Well, long story short. I counted on this, believing that there was a Santa Claus. So much so that I decided this was a good time to pay off any remaining debt for the end of the year, credit card, etc. Foolish, foolish girl!

~sigh~ As you can probably guess, the bonuses didn't come. And, they're not coming. This combined with the fact that I paid off everything to start 2010 debt free left me with a meager balance to the old bank account.

I had to make the call to my parents and let my mom know that I wouldn't make it home for Christmas this year. My mom was disappointed that I would miss what could easily be my dad's last Christmas with us all.

Granted, I have some options but not playing with those accounts is the reason that I have it. It's not for big screen tv's or expensive vacations or even trips home for Christmas.
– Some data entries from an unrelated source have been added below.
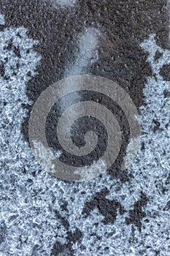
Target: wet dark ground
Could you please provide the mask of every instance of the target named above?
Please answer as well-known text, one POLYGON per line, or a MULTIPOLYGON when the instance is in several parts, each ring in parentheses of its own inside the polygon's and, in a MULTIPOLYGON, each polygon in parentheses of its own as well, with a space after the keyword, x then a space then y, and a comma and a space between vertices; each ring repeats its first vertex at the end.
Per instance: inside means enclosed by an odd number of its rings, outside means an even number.
MULTIPOLYGON (((163 48, 169 48, 166 5, 167 1, 164 0, 85 0, 77 1, 72 7, 63 9, 54 7, 50 1, 1 1, 1 12, 7 19, 5 26, 24 26, 28 29, 31 38, 39 41, 34 50, 42 59, 37 68, 38 74, 31 78, 27 85, 28 99, 35 102, 49 85, 63 78, 66 66, 75 60, 78 35, 85 28, 93 27, 101 31, 98 59, 85 67, 85 73, 103 76, 117 82, 130 94, 139 110, 144 104, 142 90, 147 77, 154 75, 146 61, 147 55, 139 44, 150 34, 155 34, 158 45, 163 48)), ((15 50, 20 56, 19 49, 15 50)), ((159 53, 157 53, 155 58, 159 58, 159 53)), ((161 73, 165 80, 169 80, 169 65, 163 67, 161 73)), ((165 91, 165 97, 168 93, 165 91)), ((24 108, 31 110, 30 105, 24 108)), ((28 117, 28 115, 22 127, 27 141, 28 117)), ((123 183, 132 177, 120 172, 120 161, 121 158, 109 173, 111 178, 120 178, 123 183)), ((120 203, 107 200, 107 194, 104 189, 96 193, 85 206, 83 214, 88 216, 94 207, 97 207, 104 217, 104 222, 113 223, 117 209, 120 214, 124 210, 120 203)), ((134 210, 128 213, 127 225, 133 222, 141 230, 141 219, 144 217, 142 206, 147 203, 147 196, 142 192, 141 199, 134 204, 134 210)), ((80 230, 70 233, 68 222, 63 219, 58 212, 56 212, 56 217, 63 222, 68 230, 66 246, 70 249, 70 255, 74 255, 72 243, 81 239, 80 230)), ((3 230, 3 227, 1 228, 3 230)), ((0 235, 0 239, 3 239, 3 235, 0 235)), ((63 251, 63 246, 56 242, 51 255, 58 255, 63 251)))

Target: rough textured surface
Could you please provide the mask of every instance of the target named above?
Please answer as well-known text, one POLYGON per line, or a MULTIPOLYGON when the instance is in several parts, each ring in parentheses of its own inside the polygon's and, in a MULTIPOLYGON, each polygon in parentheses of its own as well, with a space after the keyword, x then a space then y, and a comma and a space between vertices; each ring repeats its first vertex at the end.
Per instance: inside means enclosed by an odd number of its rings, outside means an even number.
POLYGON ((166 1, 1 0, 0 12, 1 255, 169 255, 166 1), (79 73, 113 80, 139 109, 141 148, 125 173, 118 161, 66 182, 35 161, 31 106, 79 73))

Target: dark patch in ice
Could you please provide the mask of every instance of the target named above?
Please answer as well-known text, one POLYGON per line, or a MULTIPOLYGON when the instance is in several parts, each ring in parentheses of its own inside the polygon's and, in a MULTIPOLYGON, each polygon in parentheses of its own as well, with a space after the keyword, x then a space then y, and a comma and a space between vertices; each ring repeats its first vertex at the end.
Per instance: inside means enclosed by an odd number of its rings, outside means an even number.
POLYGON ((144 192, 141 192, 141 197, 134 205, 134 210, 129 211, 129 217, 125 218, 127 225, 134 224, 141 232, 142 219, 146 216, 146 214, 142 211, 142 207, 146 206, 148 202, 148 198, 144 192))
POLYGON ((109 200, 106 198, 109 191, 105 188, 100 192, 97 192, 93 199, 85 204, 82 215, 85 217, 90 214, 90 212, 96 208, 98 210, 101 215, 104 217, 102 220, 104 224, 114 223, 116 219, 117 211, 120 214, 125 212, 122 205, 117 200, 109 200))
POLYGON ((169 91, 168 90, 165 89, 163 91, 163 95, 164 95, 164 98, 170 97, 170 91, 169 91))

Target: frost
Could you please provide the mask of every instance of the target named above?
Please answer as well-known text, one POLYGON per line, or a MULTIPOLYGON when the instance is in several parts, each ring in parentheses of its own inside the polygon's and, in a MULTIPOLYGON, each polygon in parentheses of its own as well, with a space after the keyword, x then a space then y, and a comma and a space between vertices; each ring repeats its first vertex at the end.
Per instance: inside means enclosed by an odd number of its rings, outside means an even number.
POLYGON ((99 31, 96 29, 88 28, 81 35, 79 40, 79 51, 74 63, 67 68, 65 77, 85 74, 85 68, 91 61, 98 59, 98 37, 99 31))
POLYGON ((0 25, 4 25, 4 24, 5 24, 4 15, 0 13, 0 25))

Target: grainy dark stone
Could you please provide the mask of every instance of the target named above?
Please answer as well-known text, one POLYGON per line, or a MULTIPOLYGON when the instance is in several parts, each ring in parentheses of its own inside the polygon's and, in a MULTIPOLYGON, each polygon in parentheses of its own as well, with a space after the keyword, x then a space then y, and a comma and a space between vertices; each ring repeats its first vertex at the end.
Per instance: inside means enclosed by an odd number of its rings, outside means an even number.
POLYGON ((160 71, 160 75, 166 81, 170 81, 170 64, 163 65, 160 71))

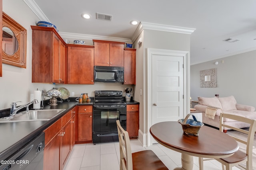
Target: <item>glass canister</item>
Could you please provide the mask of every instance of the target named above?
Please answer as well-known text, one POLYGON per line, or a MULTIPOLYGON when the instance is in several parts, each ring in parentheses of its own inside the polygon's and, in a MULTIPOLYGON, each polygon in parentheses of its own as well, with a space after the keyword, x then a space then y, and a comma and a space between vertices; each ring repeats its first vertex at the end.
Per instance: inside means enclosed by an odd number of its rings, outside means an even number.
POLYGON ((86 102, 87 100, 87 98, 88 98, 88 94, 84 93, 82 96, 82 98, 83 98, 83 102, 86 102))

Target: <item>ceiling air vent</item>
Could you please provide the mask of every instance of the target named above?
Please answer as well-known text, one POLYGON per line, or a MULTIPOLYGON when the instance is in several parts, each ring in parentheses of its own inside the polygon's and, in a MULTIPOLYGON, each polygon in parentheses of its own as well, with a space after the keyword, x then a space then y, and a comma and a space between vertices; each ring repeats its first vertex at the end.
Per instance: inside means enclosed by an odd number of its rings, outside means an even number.
POLYGON ((106 21, 111 21, 112 16, 104 14, 103 14, 96 13, 97 17, 96 19, 98 20, 104 20, 106 21))
POLYGON ((240 40, 238 39, 235 39, 234 38, 228 38, 228 39, 224 39, 223 41, 224 41, 228 42, 229 43, 234 43, 234 42, 240 41, 240 40))

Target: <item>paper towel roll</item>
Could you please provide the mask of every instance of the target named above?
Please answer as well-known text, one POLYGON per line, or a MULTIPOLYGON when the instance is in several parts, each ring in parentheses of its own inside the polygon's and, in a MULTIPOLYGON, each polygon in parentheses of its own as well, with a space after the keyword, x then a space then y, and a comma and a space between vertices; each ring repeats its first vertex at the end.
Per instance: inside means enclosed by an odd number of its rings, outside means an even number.
POLYGON ((38 101, 37 104, 33 104, 33 109, 40 109, 41 104, 41 98, 42 97, 42 91, 35 90, 34 91, 34 98, 36 99, 38 101))

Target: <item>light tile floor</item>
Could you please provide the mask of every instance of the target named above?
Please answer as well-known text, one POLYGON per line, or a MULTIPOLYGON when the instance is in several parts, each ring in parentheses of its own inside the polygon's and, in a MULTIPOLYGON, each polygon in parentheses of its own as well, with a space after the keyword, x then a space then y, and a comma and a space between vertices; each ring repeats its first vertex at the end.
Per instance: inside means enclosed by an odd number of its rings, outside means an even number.
MULTIPOLYGON (((130 140, 133 152, 150 149, 158 156, 170 170, 181 166, 181 154, 159 144, 143 147, 137 139, 130 140)), ((64 167, 64 170, 119 170, 120 151, 119 143, 76 145, 64 167)), ((194 170, 198 170, 198 158, 194 157, 194 170)), ((215 160, 205 161, 205 170, 222 170, 221 164, 215 160)), ((233 170, 239 170, 233 167, 233 170)))

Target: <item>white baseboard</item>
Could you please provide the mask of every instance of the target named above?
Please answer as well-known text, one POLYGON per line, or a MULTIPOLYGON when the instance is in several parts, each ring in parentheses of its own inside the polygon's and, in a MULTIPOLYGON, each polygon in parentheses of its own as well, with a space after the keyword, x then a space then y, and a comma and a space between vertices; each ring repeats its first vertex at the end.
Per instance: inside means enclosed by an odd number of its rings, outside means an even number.
POLYGON ((147 133, 144 133, 140 129, 139 129, 138 139, 143 147, 147 146, 147 133))

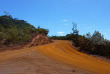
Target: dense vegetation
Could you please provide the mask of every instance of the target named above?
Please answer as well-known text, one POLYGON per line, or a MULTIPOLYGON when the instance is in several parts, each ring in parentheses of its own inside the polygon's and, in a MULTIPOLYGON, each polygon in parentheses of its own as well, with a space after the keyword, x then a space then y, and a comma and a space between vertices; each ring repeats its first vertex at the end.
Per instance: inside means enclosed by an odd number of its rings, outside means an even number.
MULTIPOLYGON (((73 23, 73 25, 76 25, 76 23, 73 23)), ((50 38, 71 40, 76 47, 79 47, 79 51, 110 57, 110 41, 104 39, 104 36, 99 31, 95 31, 92 35, 87 33, 82 36, 79 35, 77 29, 73 28, 72 30, 73 33, 66 36, 52 36, 50 38)))
POLYGON ((0 16, 0 44, 24 44, 37 34, 48 34, 44 28, 35 28, 24 20, 12 18, 11 15, 0 16))

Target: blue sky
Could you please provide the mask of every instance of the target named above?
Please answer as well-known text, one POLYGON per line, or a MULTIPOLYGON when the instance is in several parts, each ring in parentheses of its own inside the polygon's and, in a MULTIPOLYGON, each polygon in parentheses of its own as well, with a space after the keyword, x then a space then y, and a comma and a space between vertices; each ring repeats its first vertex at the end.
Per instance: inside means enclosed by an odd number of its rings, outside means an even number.
POLYGON ((110 40, 110 0, 0 0, 0 15, 49 29, 49 35, 66 35, 77 23, 79 34, 97 30, 110 40))

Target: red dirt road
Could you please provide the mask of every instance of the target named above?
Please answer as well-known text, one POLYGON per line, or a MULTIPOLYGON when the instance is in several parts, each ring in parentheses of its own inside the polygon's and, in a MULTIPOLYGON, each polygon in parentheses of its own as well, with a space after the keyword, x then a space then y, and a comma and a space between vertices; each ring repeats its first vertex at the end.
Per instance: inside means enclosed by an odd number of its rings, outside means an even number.
POLYGON ((110 62, 76 51, 69 41, 0 53, 0 74, 110 74, 110 62))

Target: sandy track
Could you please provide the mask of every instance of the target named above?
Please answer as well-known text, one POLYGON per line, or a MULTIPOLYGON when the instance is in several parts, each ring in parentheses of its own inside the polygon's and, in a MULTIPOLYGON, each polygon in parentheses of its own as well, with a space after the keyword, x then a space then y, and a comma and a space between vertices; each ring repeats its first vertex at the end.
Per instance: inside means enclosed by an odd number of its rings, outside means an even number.
POLYGON ((86 55, 69 41, 0 53, 0 74, 110 74, 110 62, 86 55))

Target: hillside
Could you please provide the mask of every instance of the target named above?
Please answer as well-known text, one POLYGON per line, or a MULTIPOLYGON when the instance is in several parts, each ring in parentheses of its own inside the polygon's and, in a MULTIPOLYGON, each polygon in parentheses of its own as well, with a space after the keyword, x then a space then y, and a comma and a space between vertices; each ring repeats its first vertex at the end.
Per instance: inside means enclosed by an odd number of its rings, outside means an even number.
POLYGON ((63 40, 0 53, 1 74, 109 74, 109 69, 110 62, 78 52, 63 40))

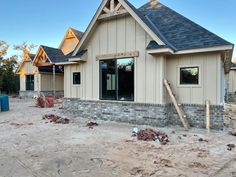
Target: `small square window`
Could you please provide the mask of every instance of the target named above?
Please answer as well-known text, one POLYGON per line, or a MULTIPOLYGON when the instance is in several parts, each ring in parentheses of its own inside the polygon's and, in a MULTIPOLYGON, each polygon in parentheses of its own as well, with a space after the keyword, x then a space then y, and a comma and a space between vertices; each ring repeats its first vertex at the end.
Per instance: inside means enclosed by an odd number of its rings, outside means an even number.
POLYGON ((198 85, 199 67, 180 68, 180 85, 198 85))
POLYGON ((73 73, 73 85, 80 85, 80 72, 73 73))

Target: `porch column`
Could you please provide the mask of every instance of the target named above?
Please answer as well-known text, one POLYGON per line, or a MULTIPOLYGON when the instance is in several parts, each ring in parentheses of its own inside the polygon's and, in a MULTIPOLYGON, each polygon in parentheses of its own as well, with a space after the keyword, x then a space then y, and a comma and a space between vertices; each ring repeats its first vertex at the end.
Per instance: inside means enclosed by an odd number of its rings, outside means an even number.
POLYGON ((56 98, 56 68, 53 65, 53 97, 56 98))

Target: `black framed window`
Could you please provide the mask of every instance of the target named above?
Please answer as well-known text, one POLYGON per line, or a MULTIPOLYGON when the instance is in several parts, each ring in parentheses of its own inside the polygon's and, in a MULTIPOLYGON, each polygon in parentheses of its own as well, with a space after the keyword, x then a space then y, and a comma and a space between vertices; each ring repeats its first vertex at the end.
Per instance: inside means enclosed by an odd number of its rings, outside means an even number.
POLYGON ((34 75, 26 75, 26 90, 34 91, 34 75))
POLYGON ((199 67, 180 68, 180 85, 198 85, 199 67))
POLYGON ((100 61, 100 99, 134 100, 134 59, 100 61))
POLYGON ((73 85, 80 85, 81 83, 81 74, 80 72, 73 73, 73 85))

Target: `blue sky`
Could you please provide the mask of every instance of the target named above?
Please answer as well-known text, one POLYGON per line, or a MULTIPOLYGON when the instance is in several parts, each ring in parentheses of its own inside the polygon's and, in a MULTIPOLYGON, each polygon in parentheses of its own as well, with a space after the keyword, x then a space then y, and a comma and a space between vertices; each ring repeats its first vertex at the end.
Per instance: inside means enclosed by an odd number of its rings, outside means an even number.
MULTIPOLYGON (((58 47, 67 28, 84 31, 102 0, 1 0, 0 40, 58 47)), ((149 0, 129 0, 139 7, 149 0)), ((236 43, 235 0, 160 0, 194 22, 236 43)), ((9 55, 14 54, 10 50, 9 55)), ((236 57, 236 52, 234 52, 236 57)))

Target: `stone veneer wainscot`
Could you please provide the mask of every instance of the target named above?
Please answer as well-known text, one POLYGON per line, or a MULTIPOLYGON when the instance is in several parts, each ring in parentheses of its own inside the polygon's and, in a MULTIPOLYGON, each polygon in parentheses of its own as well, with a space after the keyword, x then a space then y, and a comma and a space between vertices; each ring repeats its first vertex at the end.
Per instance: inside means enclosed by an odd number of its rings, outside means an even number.
MULTIPOLYGON (((65 98, 64 111, 73 117, 127 122, 138 125, 166 127, 181 125, 172 104, 142 104, 118 101, 85 101, 65 98)), ((190 126, 205 128, 205 105, 183 104, 190 126)), ((223 106, 210 107, 211 128, 223 129, 223 106)))

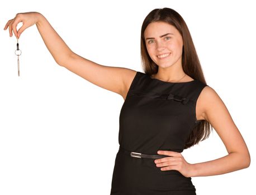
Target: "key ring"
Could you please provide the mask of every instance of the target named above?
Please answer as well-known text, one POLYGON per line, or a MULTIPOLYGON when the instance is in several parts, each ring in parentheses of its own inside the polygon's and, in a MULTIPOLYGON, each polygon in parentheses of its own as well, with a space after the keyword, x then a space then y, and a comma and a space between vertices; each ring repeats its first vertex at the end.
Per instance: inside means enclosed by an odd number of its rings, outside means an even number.
POLYGON ((21 55, 21 50, 18 48, 18 40, 17 38, 17 50, 15 50, 15 53, 18 56, 18 76, 20 76, 20 56, 21 55))

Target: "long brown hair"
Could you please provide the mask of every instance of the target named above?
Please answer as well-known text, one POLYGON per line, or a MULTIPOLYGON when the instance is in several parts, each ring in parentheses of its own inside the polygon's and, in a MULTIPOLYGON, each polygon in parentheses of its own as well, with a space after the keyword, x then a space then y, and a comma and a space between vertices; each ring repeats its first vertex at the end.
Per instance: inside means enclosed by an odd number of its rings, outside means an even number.
MULTIPOLYGON (((206 84, 200 62, 187 25, 181 16, 174 9, 165 7, 151 11, 145 18, 141 27, 140 49, 143 68, 145 73, 150 76, 157 73, 158 66, 151 59, 145 42, 144 31, 151 22, 162 21, 173 26, 181 35, 183 46, 182 64, 184 72, 193 79, 206 84)), ((202 120, 192 130, 186 142, 184 149, 198 144, 208 138, 212 126, 207 120, 202 120)))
It's so I don't have to eat cat food when I'm 80, know what I mean?

Well, don't fret dear readers. There is light in the darkness and yes Virginia, there is a Santa Claus. The friend who planned to come home with me for Christmas this year said to me, "I'm going to Helena for Christmas this year. I don't know where you will be but its going to be awfully awkward if you're not there to introduce me to your mom."

Don't ya just love happy endings? Brings a tear to my eye every time.